Accompanied by sharp screams

This year there are around three thousand viewers in the evening open-air cinema, where there should otherwise be space for up to nine thousand. Then there are films to be seen outside of the competitions, for example “Monte Verità”, the story of a community that dropped out at the beginning of the twentieth century, right next door above Ascona, in which Hermann Hesse took abstinence and other artists and reformers danced naked around the fire, to get close to nature again, which is now going so crazy. The film was not shot here, but in the nearby, unspoilt Maggia Valley, where beer costs only half the price.

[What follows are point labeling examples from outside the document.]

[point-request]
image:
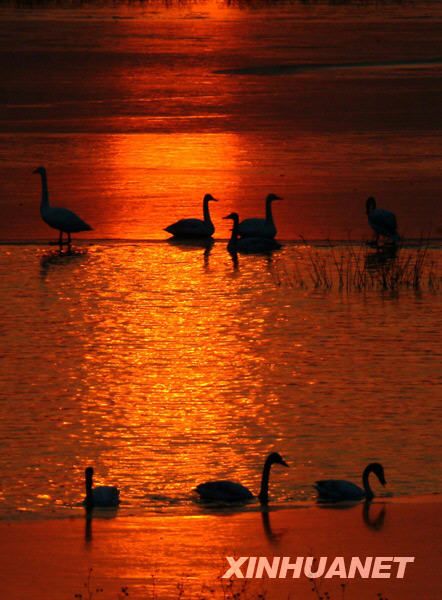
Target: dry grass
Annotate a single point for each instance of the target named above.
(356, 268)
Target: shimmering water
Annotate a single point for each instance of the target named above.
(164, 366)
(137, 111)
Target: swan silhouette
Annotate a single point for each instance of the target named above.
(194, 228)
(102, 496)
(62, 219)
(260, 227)
(248, 245)
(232, 492)
(335, 490)
(383, 222)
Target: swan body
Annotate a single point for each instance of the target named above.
(336, 490)
(194, 228)
(248, 245)
(383, 222)
(264, 228)
(62, 219)
(232, 492)
(102, 496)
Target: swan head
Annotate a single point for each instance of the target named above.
(88, 475)
(378, 470)
(276, 459)
(273, 197)
(39, 171)
(370, 204)
(232, 216)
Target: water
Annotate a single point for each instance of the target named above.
(164, 366)
(138, 111)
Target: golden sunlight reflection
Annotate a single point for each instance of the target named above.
(194, 165)
(165, 367)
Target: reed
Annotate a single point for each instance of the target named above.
(352, 268)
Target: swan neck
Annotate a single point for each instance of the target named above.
(206, 212)
(264, 492)
(44, 191)
(269, 214)
(234, 236)
(366, 483)
(89, 492)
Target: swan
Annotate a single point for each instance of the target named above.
(335, 490)
(232, 492)
(248, 245)
(195, 228)
(260, 227)
(383, 222)
(56, 217)
(102, 496)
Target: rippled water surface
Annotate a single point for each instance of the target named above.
(138, 110)
(164, 366)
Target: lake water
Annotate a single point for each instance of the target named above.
(162, 365)
(138, 111)
(165, 366)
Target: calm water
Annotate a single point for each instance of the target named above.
(137, 112)
(164, 366)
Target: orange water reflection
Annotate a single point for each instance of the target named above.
(165, 366)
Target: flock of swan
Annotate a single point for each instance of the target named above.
(230, 492)
(248, 236)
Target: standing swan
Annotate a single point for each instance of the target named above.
(195, 228)
(335, 490)
(102, 496)
(248, 245)
(231, 492)
(260, 227)
(383, 222)
(56, 217)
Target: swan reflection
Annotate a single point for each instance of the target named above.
(373, 521)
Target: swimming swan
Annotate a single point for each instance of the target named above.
(335, 490)
(260, 227)
(231, 492)
(62, 219)
(102, 496)
(248, 245)
(194, 228)
(383, 222)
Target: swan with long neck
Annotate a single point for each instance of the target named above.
(231, 492)
(62, 219)
(260, 227)
(248, 245)
(383, 222)
(195, 228)
(336, 490)
(102, 496)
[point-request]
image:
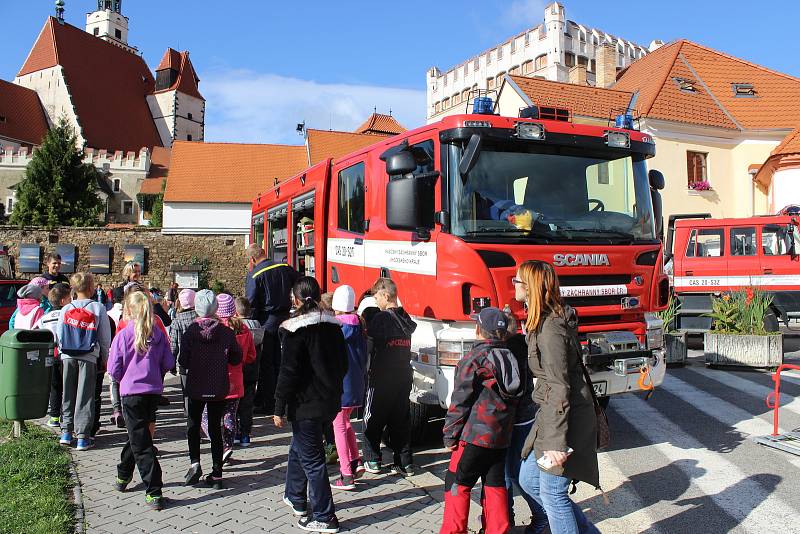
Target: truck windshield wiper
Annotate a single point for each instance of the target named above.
(502, 230)
(599, 232)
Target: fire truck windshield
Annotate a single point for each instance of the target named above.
(525, 191)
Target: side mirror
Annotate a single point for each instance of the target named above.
(401, 163)
(657, 180)
(410, 203)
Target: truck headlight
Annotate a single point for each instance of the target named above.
(655, 331)
(451, 352)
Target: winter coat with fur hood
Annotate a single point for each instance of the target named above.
(313, 366)
(488, 388)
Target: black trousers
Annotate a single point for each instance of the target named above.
(98, 400)
(245, 411)
(139, 411)
(387, 407)
(215, 411)
(306, 474)
(56, 390)
(268, 371)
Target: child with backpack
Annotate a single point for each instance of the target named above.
(226, 311)
(140, 357)
(249, 372)
(350, 463)
(207, 348)
(84, 336)
(58, 297)
(478, 426)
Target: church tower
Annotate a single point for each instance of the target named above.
(109, 24)
(177, 106)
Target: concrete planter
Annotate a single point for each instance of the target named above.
(675, 346)
(750, 351)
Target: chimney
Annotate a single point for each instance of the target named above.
(577, 75)
(606, 72)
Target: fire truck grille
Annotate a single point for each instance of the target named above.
(594, 280)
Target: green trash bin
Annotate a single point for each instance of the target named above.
(26, 363)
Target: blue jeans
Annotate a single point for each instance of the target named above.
(564, 516)
(513, 464)
(306, 473)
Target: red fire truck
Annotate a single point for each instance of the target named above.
(449, 211)
(710, 256)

So three thousand people in this square in the drizzle, and it gets so quiet that someone looks around every time the rain cape rustles. And while one is still resolvingTo take a natural bath in the Ticino evening light as soon as possible and thereby find peace of mind, the next film begins, which shows a crazy governor and contains so many moments of shock that one film lover after the other collapses with their chairs, accompanied by sharp screams and a lot of rumble.

The next morning the sky shines sneeringly again, as if it had never looked otherwise here, and it stays that way. And because Laetitia Casta, who was already honored on the opening evening, is nowhere to be seen, you can watch the directors at the lake reflecting on their life's work and the beautiful young guests who dare casual glances in front of the VIP lounges. Is that now Hannah Herzsprung? And then it is already evening again, there is again silence and again you take a position on your yellow chair. All around the houses are in darkness, with the screen in between, and you check your seated position, cling to the armrests and hope that there won't be so many shocking moments this time, and you thank heaven that there is nothing else to hope for at the moment.